I understand the rationale behind ICWA, with the forced removal of Native American/First Nation children, blind adoptions of NA children by white families, forcible rapes of whites on Native Americans up until the mid-1960s (my grandson's paternal grandfather is the product of one and it was not all that uncommon, sadly) and so many ways the tribes were decimated over the past two centuries, but at some point there has to be some case-by-case basis, or "blood drop" rule. This child is 98.5% NOT Native American. When her blood is that diluted, by that many generations of non-tribal blood, and when she has been raised by a non-native family who loves her and is torn from that family and placed in another non-native family, there is something wrong.
You shouldn't be able to use ICWA as a roundabout method when your parental rights have been terminated, which I assume has happened since they're not arguing his paternal rights but his Native American blood rights.
I think the ICWA had good intentions and was very much necessary at a point in our history, but now, it seems like it is being distorted and used to the detriment of the very children it was intended to protect.
I don't understand this statement though. So, the Pages were OK enough of a white family to foster an NA child, but they should have "known better" than to try to love the child and want to adopt the child? What?
In a statement, the National Indian Child Welfare Association said the Pages were aware for years that the girl was an American Indian but chose to 'drag out litigation as long as possible, creating instability for the child'.

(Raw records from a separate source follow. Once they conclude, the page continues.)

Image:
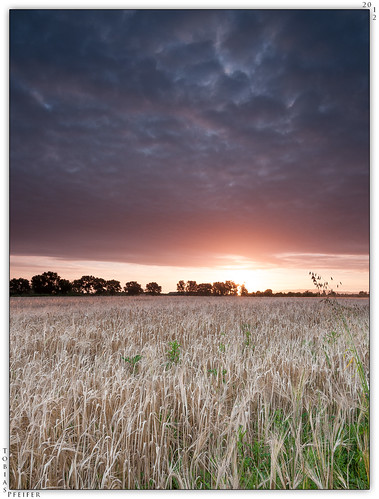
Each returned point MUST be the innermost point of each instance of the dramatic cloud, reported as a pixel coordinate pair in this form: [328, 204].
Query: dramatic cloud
[174, 137]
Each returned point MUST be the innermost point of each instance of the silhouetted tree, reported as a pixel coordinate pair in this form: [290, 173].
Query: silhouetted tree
[181, 287]
[231, 288]
[133, 288]
[153, 288]
[218, 289]
[86, 284]
[113, 287]
[191, 288]
[64, 286]
[77, 286]
[204, 289]
[19, 286]
[99, 285]
[46, 283]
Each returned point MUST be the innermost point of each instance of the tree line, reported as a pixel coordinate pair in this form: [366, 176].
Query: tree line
[50, 283]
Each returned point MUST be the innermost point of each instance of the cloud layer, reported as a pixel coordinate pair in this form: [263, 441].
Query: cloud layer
[173, 137]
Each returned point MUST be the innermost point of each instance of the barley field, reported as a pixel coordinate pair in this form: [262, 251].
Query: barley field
[189, 393]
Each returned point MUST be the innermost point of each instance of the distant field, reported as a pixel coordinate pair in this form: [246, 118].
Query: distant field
[188, 392]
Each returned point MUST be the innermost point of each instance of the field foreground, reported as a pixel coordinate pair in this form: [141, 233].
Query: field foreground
[188, 392]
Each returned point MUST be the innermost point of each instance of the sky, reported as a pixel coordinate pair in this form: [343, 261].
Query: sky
[159, 145]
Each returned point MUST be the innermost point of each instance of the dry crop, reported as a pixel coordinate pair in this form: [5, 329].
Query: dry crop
[188, 392]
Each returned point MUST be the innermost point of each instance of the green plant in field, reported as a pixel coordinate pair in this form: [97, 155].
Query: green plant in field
[132, 361]
[174, 352]
[221, 372]
[253, 461]
[363, 429]
[245, 328]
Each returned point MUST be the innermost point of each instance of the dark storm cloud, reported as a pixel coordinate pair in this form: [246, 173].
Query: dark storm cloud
[173, 136]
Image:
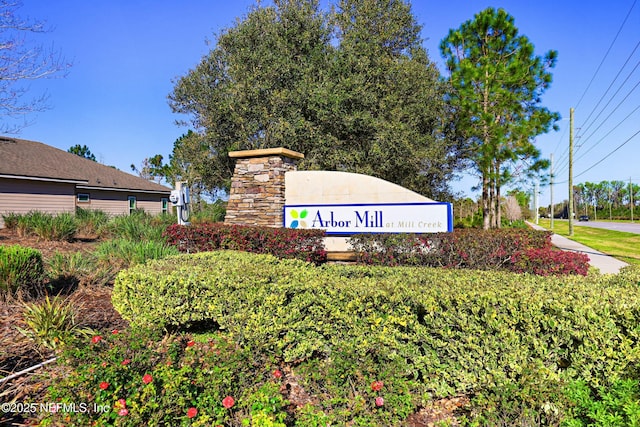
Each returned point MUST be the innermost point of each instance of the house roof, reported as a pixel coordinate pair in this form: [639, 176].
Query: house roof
[24, 159]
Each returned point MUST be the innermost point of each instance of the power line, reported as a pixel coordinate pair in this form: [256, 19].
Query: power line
[612, 97]
[607, 53]
[608, 133]
[605, 157]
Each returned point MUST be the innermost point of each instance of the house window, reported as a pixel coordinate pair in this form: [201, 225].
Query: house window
[132, 204]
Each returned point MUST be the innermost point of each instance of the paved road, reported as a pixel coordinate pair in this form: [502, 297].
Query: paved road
[628, 227]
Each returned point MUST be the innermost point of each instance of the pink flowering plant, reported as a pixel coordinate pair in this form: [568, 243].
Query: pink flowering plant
[169, 380]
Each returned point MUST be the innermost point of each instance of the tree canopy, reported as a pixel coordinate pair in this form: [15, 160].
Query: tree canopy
[353, 89]
[82, 151]
[497, 82]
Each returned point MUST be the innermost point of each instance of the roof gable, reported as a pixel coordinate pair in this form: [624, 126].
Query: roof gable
[34, 160]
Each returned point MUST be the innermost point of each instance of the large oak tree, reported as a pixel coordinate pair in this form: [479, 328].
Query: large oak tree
[353, 89]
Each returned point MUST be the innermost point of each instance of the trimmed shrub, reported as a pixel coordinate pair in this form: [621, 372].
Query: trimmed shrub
[471, 249]
[510, 342]
[549, 261]
[21, 271]
[307, 245]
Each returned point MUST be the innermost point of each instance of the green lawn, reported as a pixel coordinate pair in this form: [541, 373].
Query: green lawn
[624, 246]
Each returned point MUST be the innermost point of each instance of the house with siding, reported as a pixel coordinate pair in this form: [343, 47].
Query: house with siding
[36, 176]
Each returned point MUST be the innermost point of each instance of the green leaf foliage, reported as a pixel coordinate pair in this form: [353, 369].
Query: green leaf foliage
[497, 82]
[508, 341]
[353, 89]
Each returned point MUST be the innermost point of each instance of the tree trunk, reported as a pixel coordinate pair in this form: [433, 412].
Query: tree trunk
[486, 214]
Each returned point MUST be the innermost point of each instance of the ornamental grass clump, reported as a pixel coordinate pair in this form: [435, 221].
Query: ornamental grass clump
[51, 323]
[21, 272]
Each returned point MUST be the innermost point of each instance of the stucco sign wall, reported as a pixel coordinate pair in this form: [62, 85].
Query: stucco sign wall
[417, 217]
[349, 203]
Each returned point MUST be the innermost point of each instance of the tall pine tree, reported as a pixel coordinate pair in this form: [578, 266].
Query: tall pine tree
[497, 83]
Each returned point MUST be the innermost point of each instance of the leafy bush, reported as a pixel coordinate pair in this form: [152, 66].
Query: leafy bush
[508, 341]
[617, 405]
[521, 250]
[466, 248]
[69, 270]
[307, 245]
[549, 261]
[21, 271]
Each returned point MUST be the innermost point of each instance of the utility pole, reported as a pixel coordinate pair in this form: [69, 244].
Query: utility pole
[631, 197]
[571, 172]
[551, 189]
[535, 201]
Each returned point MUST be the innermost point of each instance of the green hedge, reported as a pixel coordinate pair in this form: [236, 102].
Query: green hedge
[509, 341]
[21, 271]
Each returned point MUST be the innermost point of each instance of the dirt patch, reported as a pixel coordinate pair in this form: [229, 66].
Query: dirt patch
[93, 309]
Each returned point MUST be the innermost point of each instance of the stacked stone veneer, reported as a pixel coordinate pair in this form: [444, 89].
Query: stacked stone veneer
[257, 186]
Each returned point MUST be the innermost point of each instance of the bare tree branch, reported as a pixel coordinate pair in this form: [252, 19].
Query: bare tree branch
[22, 61]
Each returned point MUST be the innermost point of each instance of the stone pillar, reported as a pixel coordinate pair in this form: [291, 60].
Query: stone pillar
[257, 186]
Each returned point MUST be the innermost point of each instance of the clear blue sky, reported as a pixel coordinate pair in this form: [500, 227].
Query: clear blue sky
[126, 54]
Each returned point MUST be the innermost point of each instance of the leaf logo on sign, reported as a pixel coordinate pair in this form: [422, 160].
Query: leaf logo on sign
[298, 218]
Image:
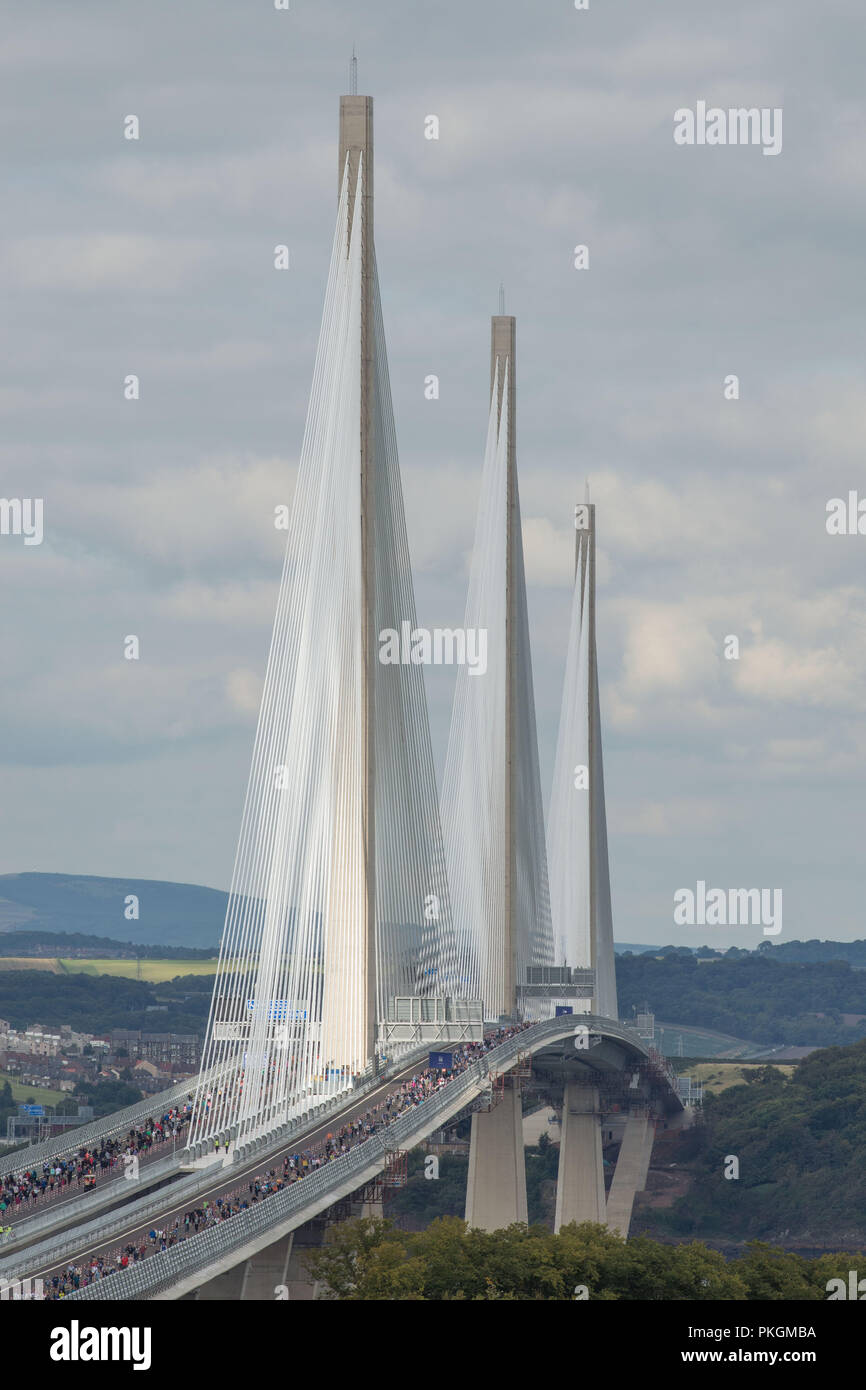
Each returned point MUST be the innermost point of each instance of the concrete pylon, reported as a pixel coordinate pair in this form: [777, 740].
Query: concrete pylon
[356, 146]
[496, 1186]
[503, 357]
[631, 1168]
[580, 1183]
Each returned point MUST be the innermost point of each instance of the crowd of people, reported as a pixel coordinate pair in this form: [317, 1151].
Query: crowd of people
[406, 1096]
[24, 1191]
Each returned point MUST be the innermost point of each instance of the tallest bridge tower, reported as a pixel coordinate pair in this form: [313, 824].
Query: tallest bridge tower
[356, 156]
[339, 904]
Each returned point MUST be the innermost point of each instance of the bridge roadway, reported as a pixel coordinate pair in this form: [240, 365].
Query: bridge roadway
[218, 1248]
[157, 1166]
[184, 1194]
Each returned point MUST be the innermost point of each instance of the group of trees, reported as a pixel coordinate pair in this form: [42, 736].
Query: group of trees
[758, 997]
[373, 1261]
[799, 1147]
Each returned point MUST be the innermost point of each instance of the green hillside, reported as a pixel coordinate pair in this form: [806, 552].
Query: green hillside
[170, 913]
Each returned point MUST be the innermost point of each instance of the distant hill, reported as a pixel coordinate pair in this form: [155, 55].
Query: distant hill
[170, 913]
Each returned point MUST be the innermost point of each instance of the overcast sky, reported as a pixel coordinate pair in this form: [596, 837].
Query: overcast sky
[556, 128]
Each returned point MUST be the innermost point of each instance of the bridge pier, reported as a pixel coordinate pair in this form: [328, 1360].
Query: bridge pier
[277, 1266]
[580, 1183]
[631, 1168]
[496, 1184]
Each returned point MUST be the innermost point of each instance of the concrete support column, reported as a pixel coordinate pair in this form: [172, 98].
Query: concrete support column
[580, 1184]
[631, 1168]
[496, 1186]
[266, 1271]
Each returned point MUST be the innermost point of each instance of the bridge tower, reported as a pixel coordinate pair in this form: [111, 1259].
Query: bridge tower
[492, 818]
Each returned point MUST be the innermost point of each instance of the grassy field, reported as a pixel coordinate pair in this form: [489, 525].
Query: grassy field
[719, 1076]
[39, 1094]
[153, 972]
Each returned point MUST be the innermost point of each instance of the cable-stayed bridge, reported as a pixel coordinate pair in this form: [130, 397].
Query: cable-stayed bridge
[370, 922]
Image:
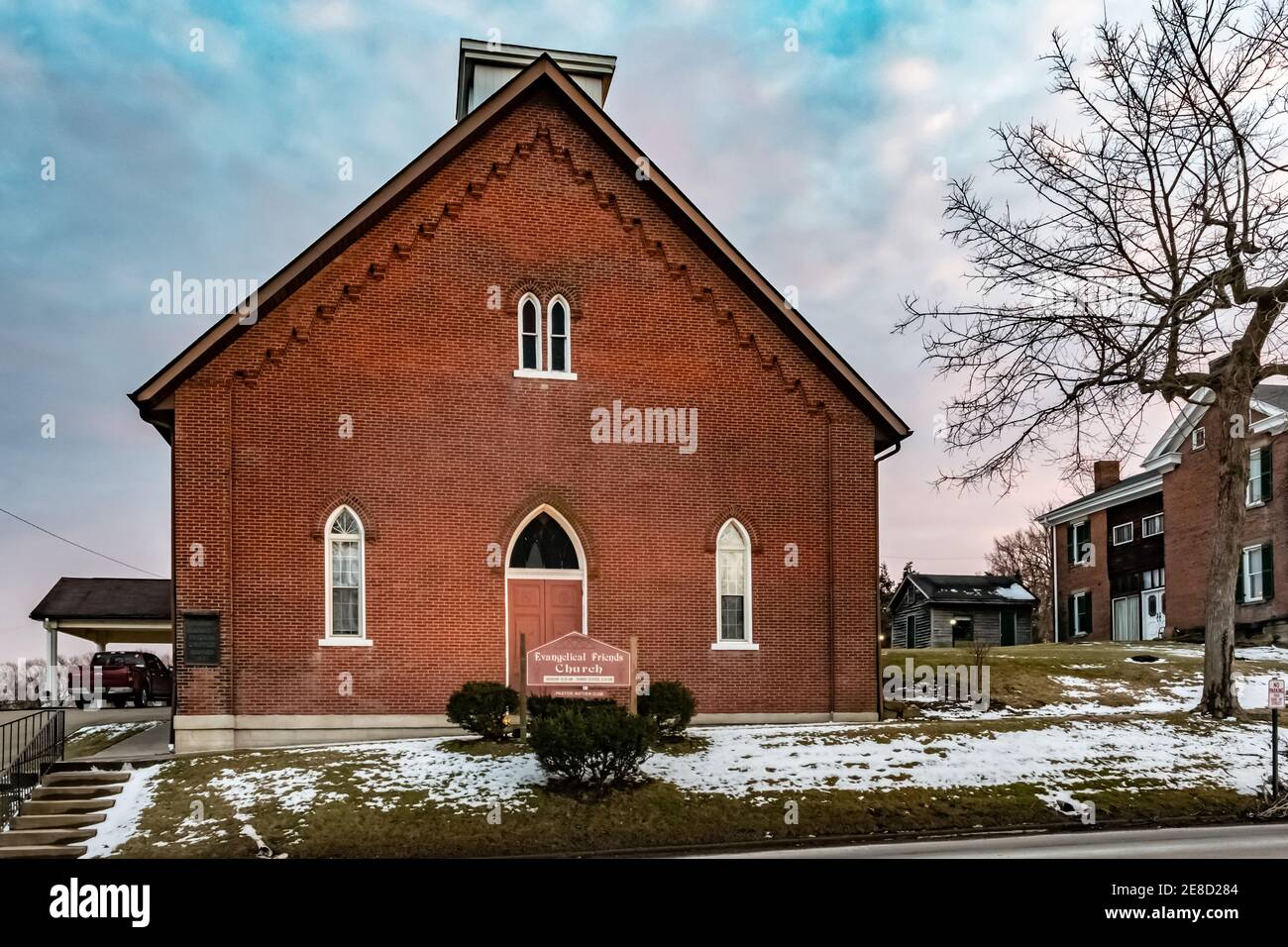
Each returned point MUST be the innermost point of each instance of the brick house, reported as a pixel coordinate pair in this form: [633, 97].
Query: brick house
[1129, 558]
[947, 611]
[473, 410]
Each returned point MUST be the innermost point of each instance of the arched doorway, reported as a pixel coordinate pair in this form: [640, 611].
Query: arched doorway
[545, 583]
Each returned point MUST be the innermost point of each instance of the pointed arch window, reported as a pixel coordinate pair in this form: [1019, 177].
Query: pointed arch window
[545, 339]
[529, 334]
[346, 602]
[733, 587]
[544, 544]
[559, 337]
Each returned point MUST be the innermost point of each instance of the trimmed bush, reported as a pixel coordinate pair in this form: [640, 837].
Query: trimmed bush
[593, 746]
[481, 706]
[544, 706]
[671, 706]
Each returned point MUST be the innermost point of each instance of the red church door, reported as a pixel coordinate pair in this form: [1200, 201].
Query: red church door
[545, 596]
[541, 609]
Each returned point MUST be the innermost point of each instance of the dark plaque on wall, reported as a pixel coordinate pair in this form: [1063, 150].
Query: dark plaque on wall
[200, 641]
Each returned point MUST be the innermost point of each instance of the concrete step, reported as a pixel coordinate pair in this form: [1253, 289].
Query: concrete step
[85, 777]
[75, 791]
[43, 852]
[63, 806]
[27, 838]
[88, 766]
[76, 819]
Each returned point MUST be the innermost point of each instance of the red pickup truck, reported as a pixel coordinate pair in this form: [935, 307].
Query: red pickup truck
[120, 676]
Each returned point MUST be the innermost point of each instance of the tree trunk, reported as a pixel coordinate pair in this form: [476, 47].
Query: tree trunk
[1231, 425]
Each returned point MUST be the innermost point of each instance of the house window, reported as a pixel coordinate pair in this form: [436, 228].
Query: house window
[559, 341]
[1256, 575]
[346, 604]
[1258, 476]
[733, 586]
[1080, 613]
[529, 334]
[1081, 552]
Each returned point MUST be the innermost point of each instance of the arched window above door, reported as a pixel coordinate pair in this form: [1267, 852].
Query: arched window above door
[544, 544]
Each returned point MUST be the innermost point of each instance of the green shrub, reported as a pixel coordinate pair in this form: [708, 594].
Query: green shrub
[592, 746]
[481, 706]
[671, 705]
[544, 706]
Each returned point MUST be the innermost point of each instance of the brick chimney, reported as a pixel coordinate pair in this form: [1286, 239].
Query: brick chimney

Probably means that they were told she would be removed a long time ago and why and instead of conceding so she could get stability they took it to the courts.
I don't know that much about ICWA but I can see its value in principle. If that's the practice that takes a 6-year-old child from the only home and parents she can remember, it seems that the practice is flawed.
And not only her, but can you imagine how her siblings are going to feel, wondering every day if someone is going to come and rip them from their parents arms?
Yeah, what was that bullshit about the parents being ordered NOT to tell the other kids what was going to happen?! I guess their welfare doesn't matter. SMH
I am going to add that imo, the tribe is not interested in the best interest of Lexi. They are interested in the best interest of the tribe as a whole. Adding another person to the tribe is beneficial to the tribe as a whole, not to her.
Lexi's best interest would be to live with the parents who know and love her, not being placed in a home with people she's related to only tangentially and who also don't have ties to the tribe. The best interest would be to stay in the home where she is loved and as part of the adoption proceedings require, for the interest of the TRIBE, that Lexi have visitation with tribal members and be taught the culture of the Choctaw nation. If she is interested in retaining that 1.5 PERCENT of her heritage, so be it. But it should not be forced when 98.5% of her is not Choctaw.
Speaking from experience, foster placement and removal from the home is destructive, no matter how well-intentioned.
I just want to know where these fuckers were when she needed a home in the first place.
Well, it can be complicated. Sometimes the parents don't disclose family members until it's apparent the child isn't going home with them. And it sounds like this has been in the works for awhile so it's possible they have been willing and available this whole time the placement issue was being litigated. Especially since it sounds like they have placement of a sister. It's a tough case.
Again though, I can't figure out why this case has been dragged out for this length of time. How is a child in foster care for 4 years without being adopted?
It happens.
My foster child's birth certificate can't be located, so who knows when we will be able to adopt him.